You don’t have to struggle alone.
“The cornerstone of losing weight and managing blood pressure is you and your primary care doctor,” Dr. Rabii says.
Losing weight also can be easier when it’s “a team sport, with the coaches you need to succeed.”
Besides your physician, your team could include a registered dietitian, personal trainer and support group. In some cases, your physician may refer you to a high blood pressure specialist.
Lowering blood pressure is do-able by yourself.
Changing lifestyle habits on your own can help—and you can start small, Dr. Rabii says. “Getting more exercise and physical activity will help you lose weight, as will drinking less alcohol and reducing salt intake,” he says.
Losing weight also will reduce your risk of diabetes, a major contributor to many health issues.
What can you do to get moving?
- Go outside with your kids, and you’ll all benefit in multiple ways. Even a 10-minute walk or briefly shooting hoops not only will burn calories but also can spark conversations.
- Limit TV, laptop and cell phone time, and set an hour when the family (that includes you) will retire such devices for the night.
- Over time, build up to a half hour of cardiovascular activity three to five days weekly.
- If you add strength training, you’ll build muscle and bone. You might join a gym or use water bottles at home as weights. Make it a family activity, and train two to three days a week, with a day of rest between each session.

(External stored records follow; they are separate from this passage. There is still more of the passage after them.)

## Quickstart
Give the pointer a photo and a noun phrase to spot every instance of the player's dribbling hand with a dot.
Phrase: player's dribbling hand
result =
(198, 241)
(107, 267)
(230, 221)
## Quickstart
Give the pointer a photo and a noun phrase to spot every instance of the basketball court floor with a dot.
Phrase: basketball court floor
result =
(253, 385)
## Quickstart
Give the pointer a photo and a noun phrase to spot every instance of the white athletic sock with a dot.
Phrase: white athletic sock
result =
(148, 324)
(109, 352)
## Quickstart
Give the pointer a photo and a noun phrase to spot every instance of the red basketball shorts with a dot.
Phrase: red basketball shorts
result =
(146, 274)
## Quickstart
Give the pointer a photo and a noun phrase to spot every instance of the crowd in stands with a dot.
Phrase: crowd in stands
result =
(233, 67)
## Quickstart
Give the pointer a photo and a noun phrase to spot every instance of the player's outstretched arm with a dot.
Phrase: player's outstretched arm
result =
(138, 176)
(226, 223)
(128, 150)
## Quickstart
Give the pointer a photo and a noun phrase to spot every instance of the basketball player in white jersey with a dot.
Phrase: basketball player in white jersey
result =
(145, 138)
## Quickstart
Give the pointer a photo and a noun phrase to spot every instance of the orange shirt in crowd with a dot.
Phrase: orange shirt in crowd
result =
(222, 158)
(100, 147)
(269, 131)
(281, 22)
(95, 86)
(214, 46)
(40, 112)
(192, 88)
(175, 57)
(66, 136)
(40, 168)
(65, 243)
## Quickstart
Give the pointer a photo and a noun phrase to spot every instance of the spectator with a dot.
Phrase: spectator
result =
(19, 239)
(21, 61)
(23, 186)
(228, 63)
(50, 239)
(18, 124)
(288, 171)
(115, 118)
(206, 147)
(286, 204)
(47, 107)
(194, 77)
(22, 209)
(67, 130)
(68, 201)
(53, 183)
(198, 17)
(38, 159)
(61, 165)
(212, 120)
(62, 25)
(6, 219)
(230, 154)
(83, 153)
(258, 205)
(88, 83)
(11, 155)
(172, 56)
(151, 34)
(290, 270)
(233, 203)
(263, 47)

- Flexibility and balance can help you avoid injury and stiffness.
If your blood pressure remains high despite efforts by you and your doctor, what's the answer?
“Medication is then our main treatment,” Dr. Rabii says.
New techniques also can be used to treat hypertension, such as renal denervation, a minimally invasive procedure to disrupt nerve signals of arteries supplying blood to the kidneys.
“But mostly high blood pressure is managed with medication,” Dr. Rabii says. “That’s the best option for getting it under control.
“Usually, medications will make the difference. And that difference can save your life.”